What is noticeable (to me at least) is the increased prevalence of some people to not only acknowledge that they personally aren’t participating towards a solution but then qualifying that with they also don’t care about it. It strikes me as a newer phenomenon, there was a general bar before where we could largely agree certain things were ‘bad’ even if we personally did things that knowingly contributed to them. The recognition of the bad part seems to have dissolved.

For example, if I buy a T-shirt from primark I know it’s been made taking advantage of someone who’s likely working in horrendous conditions. I feel guilt about that but not enough to not buy the T-shirt whether that’s because it’s the only one I can afford or because I’m choosing to spend my money on something else. If I take that one step further and feel no social constraint not to declare that it’s not my problem and it’s down to that worker to sort out their own lives it’s broken a boundary that (I feel) is actually pretty important for a healthy society.

People do shitty things (inevitable) and will do those more often and openly if they feel justified and comfortable they won’t be judged by others for it which in turn leads to others behaving the same way. That kind of mindset doesn’t limit itself to one topic iyswim.

puppeteer · 14/07/2021 12:43

@Overthebow: “ 'Selfish' works both ways too. I would say it is selfish to expect the whole population to continue with restrictions to protect an increasingly small minority.”

Exactly this.

And we need also to reflect upon whether we’re actually protecting people, or just making them feel better. Although both merge into the same this at some level of mental health, it’s really the former that is important. (Even then, not everyone being protected actually wants it.) People that argue strongly for maintaining restrictions for the sake of making people feel better… well, perhaps some straight talking is a better answer.

TheDailyCarbunkle · 14/07/2021 12:50

The whole 'caring for the vulnerable' thing is so laughable I can't believe anyone buys it. When people were calling for schools to be closed in January they didn't care a bit about the children for whom spending even more time at home would mean further torture and abuse - only one type of vulnerable counted and that was the type that bothered them personally.

It's funny how pre-pandemic there was so little concern for the poor and the homeless - the vulnerable of society. Where were the virtuous do-gooders then?

mangojango · 14/07/2021 13:01

@TheDailyCarbunkle exactly

OP posts:
Overthebow · 14/07/2021 13:24

@TheDailyCarbunkle yes, many people only concerned now as it is them being affected.
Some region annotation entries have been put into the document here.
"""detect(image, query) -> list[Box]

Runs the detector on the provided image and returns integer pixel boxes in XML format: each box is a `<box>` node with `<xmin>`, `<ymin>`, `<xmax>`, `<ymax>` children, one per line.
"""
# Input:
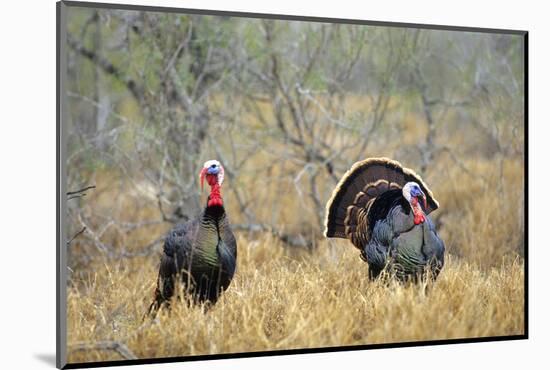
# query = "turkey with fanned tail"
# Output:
<box><xmin>325</xmin><ymin>158</ymin><xmax>445</xmax><ymax>281</ymax></box>
<box><xmin>149</xmin><ymin>160</ymin><xmax>237</xmax><ymax>314</ymax></box>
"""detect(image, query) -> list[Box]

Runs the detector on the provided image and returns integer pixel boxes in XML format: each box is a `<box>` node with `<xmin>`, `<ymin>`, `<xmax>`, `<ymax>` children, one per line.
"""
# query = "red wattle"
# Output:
<box><xmin>206</xmin><ymin>182</ymin><xmax>223</xmax><ymax>207</ymax></box>
<box><xmin>411</xmin><ymin>197</ymin><xmax>426</xmax><ymax>225</ymax></box>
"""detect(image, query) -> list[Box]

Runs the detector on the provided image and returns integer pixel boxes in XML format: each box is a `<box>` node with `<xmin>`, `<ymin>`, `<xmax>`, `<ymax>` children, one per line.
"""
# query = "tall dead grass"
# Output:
<box><xmin>68</xmin><ymin>235</ymin><xmax>524</xmax><ymax>362</ymax></box>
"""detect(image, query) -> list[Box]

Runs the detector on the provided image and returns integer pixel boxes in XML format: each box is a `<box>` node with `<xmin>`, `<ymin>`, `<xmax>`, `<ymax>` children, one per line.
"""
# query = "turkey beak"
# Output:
<box><xmin>420</xmin><ymin>193</ymin><xmax>428</xmax><ymax>211</ymax></box>
<box><xmin>200</xmin><ymin>168</ymin><xmax>207</xmax><ymax>192</ymax></box>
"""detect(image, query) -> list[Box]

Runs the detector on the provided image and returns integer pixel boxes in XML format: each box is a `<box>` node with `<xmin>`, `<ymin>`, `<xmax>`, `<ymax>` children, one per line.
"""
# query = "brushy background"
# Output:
<box><xmin>66</xmin><ymin>8</ymin><xmax>525</xmax><ymax>362</ymax></box>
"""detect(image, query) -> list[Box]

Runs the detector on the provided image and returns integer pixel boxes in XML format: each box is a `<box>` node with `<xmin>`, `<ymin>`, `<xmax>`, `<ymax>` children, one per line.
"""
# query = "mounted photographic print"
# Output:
<box><xmin>57</xmin><ymin>1</ymin><xmax>527</xmax><ymax>368</ymax></box>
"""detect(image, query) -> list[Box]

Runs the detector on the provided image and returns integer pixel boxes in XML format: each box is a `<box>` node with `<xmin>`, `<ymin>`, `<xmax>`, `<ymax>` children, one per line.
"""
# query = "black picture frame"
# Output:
<box><xmin>56</xmin><ymin>1</ymin><xmax>529</xmax><ymax>369</ymax></box>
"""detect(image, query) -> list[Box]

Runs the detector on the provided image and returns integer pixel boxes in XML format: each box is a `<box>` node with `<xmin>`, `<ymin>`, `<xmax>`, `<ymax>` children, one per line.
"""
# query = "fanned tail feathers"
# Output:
<box><xmin>325</xmin><ymin>158</ymin><xmax>439</xmax><ymax>248</ymax></box>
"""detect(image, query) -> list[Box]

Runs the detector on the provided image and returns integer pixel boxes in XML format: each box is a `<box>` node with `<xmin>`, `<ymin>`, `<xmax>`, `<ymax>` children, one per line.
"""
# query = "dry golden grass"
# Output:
<box><xmin>67</xmin><ymin>95</ymin><xmax>524</xmax><ymax>362</ymax></box>
<box><xmin>68</xmin><ymin>235</ymin><xmax>524</xmax><ymax>362</ymax></box>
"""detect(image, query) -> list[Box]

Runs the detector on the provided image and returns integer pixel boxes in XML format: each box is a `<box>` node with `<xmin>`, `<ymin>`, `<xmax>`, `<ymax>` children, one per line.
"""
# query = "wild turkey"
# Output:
<box><xmin>149</xmin><ymin>160</ymin><xmax>237</xmax><ymax>314</ymax></box>
<box><xmin>325</xmin><ymin>158</ymin><xmax>445</xmax><ymax>281</ymax></box>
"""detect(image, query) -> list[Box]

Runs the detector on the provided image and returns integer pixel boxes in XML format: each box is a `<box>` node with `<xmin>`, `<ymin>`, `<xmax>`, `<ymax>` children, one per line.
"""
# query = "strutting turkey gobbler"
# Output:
<box><xmin>149</xmin><ymin>160</ymin><xmax>237</xmax><ymax>313</ymax></box>
<box><xmin>325</xmin><ymin>158</ymin><xmax>445</xmax><ymax>281</ymax></box>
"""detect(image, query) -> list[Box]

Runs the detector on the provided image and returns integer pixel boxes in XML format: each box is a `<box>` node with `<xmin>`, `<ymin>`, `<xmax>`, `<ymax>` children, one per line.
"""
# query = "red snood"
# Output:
<box><xmin>206</xmin><ymin>175</ymin><xmax>223</xmax><ymax>207</ymax></box>
<box><xmin>411</xmin><ymin>197</ymin><xmax>426</xmax><ymax>225</ymax></box>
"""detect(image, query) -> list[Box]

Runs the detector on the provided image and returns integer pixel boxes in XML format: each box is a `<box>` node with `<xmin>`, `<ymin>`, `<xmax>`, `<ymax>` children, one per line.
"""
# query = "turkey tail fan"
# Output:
<box><xmin>325</xmin><ymin>158</ymin><xmax>439</xmax><ymax>248</ymax></box>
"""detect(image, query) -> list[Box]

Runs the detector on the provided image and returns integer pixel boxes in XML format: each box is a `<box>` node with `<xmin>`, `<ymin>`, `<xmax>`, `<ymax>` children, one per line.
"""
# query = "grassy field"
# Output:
<box><xmin>67</xmin><ymin>144</ymin><xmax>524</xmax><ymax>362</ymax></box>
<box><xmin>68</xmin><ymin>236</ymin><xmax>524</xmax><ymax>362</ymax></box>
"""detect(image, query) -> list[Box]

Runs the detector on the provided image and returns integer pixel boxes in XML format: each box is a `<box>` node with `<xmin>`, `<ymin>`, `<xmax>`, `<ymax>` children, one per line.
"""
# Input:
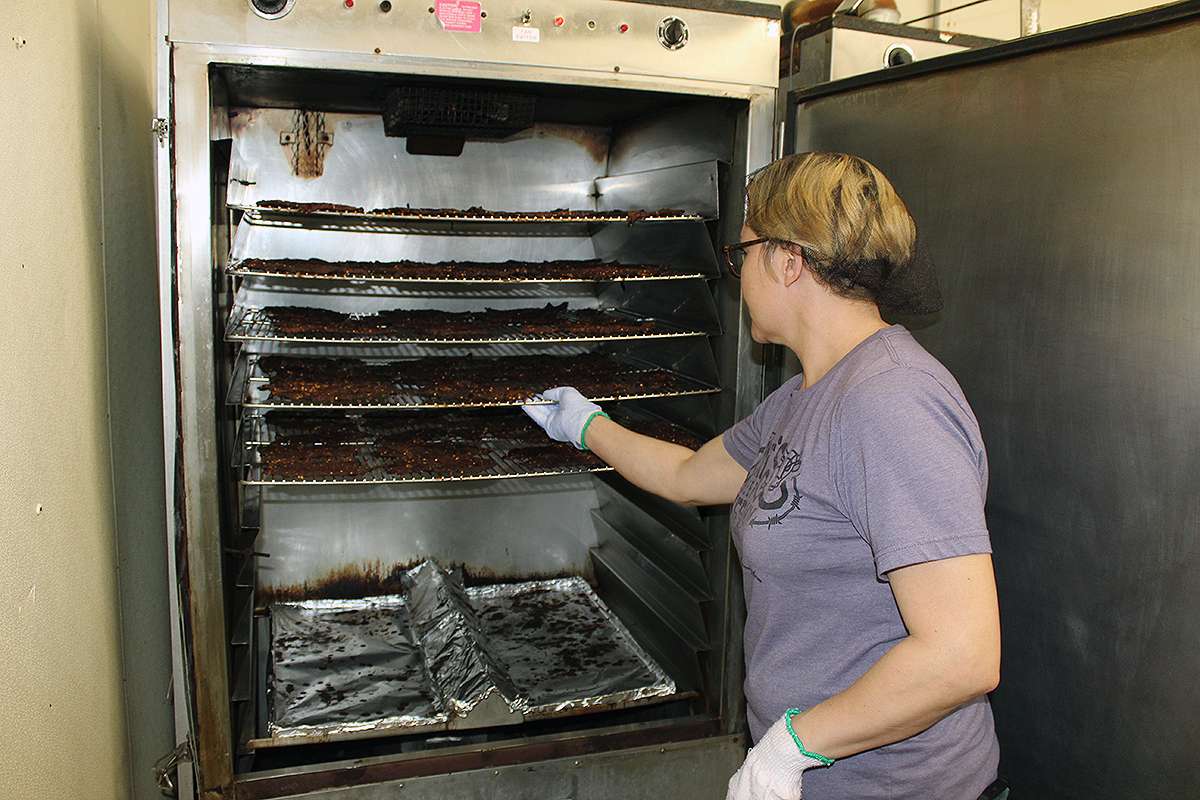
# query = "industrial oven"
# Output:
<box><xmin>157</xmin><ymin>0</ymin><xmax>779</xmax><ymax>800</ymax></box>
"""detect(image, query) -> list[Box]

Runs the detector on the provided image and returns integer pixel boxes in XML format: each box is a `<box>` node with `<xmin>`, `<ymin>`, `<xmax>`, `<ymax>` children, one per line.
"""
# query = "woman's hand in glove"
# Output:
<box><xmin>521</xmin><ymin>386</ymin><xmax>608</xmax><ymax>450</ymax></box>
<box><xmin>725</xmin><ymin>711</ymin><xmax>833</xmax><ymax>800</ymax></box>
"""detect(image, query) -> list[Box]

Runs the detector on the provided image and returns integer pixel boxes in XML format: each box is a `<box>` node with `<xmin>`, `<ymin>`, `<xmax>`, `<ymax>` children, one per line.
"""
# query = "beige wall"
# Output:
<box><xmin>896</xmin><ymin>0</ymin><xmax>1162</xmax><ymax>38</ymax></box>
<box><xmin>0</xmin><ymin>0</ymin><xmax>166</xmax><ymax>800</ymax></box>
<box><xmin>784</xmin><ymin>0</ymin><xmax>1176</xmax><ymax>38</ymax></box>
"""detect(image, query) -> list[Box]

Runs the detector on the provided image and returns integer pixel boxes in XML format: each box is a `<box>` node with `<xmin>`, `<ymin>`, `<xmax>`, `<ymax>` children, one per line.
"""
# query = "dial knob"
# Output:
<box><xmin>250</xmin><ymin>0</ymin><xmax>295</xmax><ymax>19</ymax></box>
<box><xmin>659</xmin><ymin>17</ymin><xmax>688</xmax><ymax>50</ymax></box>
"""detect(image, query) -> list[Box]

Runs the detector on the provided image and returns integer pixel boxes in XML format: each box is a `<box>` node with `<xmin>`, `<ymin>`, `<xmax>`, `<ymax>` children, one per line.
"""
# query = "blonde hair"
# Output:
<box><xmin>745</xmin><ymin>152</ymin><xmax>917</xmax><ymax>302</ymax></box>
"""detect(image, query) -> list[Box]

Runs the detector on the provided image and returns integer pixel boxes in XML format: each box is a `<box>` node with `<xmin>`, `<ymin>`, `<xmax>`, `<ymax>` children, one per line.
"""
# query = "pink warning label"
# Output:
<box><xmin>437</xmin><ymin>0</ymin><xmax>481</xmax><ymax>34</ymax></box>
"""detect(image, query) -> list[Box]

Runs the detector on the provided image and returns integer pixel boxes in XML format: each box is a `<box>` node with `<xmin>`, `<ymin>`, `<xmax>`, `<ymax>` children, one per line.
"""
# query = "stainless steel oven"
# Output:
<box><xmin>158</xmin><ymin>0</ymin><xmax>779</xmax><ymax>800</ymax></box>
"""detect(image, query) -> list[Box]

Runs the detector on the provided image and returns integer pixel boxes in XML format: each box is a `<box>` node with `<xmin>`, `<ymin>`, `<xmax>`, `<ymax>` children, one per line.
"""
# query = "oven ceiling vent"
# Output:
<box><xmin>383</xmin><ymin>86</ymin><xmax>535</xmax><ymax>139</ymax></box>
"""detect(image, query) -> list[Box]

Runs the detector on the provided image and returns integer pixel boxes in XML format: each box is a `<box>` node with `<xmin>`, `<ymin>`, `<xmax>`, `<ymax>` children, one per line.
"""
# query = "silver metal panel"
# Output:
<box><xmin>828</xmin><ymin>28</ymin><xmax>967</xmax><ymax>80</ymax></box>
<box><xmin>170</xmin><ymin>50</ymin><xmax>233</xmax><ymax>795</ymax></box>
<box><xmin>169</xmin><ymin>0</ymin><xmax>780</xmax><ymax>86</ymax></box>
<box><xmin>258</xmin><ymin>475</ymin><xmax>596</xmax><ymax>595</ymax></box>
<box><xmin>230</xmin><ymin>217</ymin><xmax>600</xmax><ymax>261</ymax></box>
<box><xmin>160</xmin><ymin>25</ymin><xmax>778</xmax><ymax>794</ymax></box>
<box><xmin>227</xmin><ymin>108</ymin><xmax>608</xmax><ymax>211</ymax></box>
<box><xmin>608</xmin><ymin>101</ymin><xmax>739</xmax><ymax>175</ymax></box>
<box><xmin>796</xmin><ymin>18</ymin><xmax>1200</xmax><ymax>798</ymax></box>
<box><xmin>595</xmin><ymin>161</ymin><xmax>719</xmax><ymax>219</ymax></box>
<box><xmin>240</xmin><ymin>736</ymin><xmax>745</xmax><ymax>800</ymax></box>
<box><xmin>235</xmin><ymin>277</ymin><xmax>599</xmax><ymax>314</ymax></box>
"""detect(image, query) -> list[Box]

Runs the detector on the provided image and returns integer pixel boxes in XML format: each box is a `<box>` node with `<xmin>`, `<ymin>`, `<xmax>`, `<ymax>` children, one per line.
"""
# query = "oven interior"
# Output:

bellamountain · 14/07/2021 13:34

It does anger me when I see older people out socialising and enjoying themselves (and I bet they don't bloody isolate anyway), and all the young kids who have sacrificed so much for those old people are still facing restrictions!!

ButteringMyArse · 14/07/2021 13:37

@TheDailyCarbunkle

The whole 'caring for the vulnerable' thing is so laughable I can't believe anyone buys it. When people were calling for schools to be closed in January they didn't care a bit about the children for whom spending even more time at home would mean further torture and abuse - only one type of vulnerable counted and that was the type that bothered them personally.

It's funny how pre-pandemic there was so little concern for the poor and the homeless - the vulnerable of society. Where were the virtuous do-gooders then?

Correct.

I quite understand people being more bothered about whatever vulnerable group they or someone close to them belongs to. No objection there, that's just human nature. But the moralising? Repulsive.

Cornettoninja · 14/07/2021 13:42

I’m not sure whatever the opposite is of moralising is much more palatable tbh.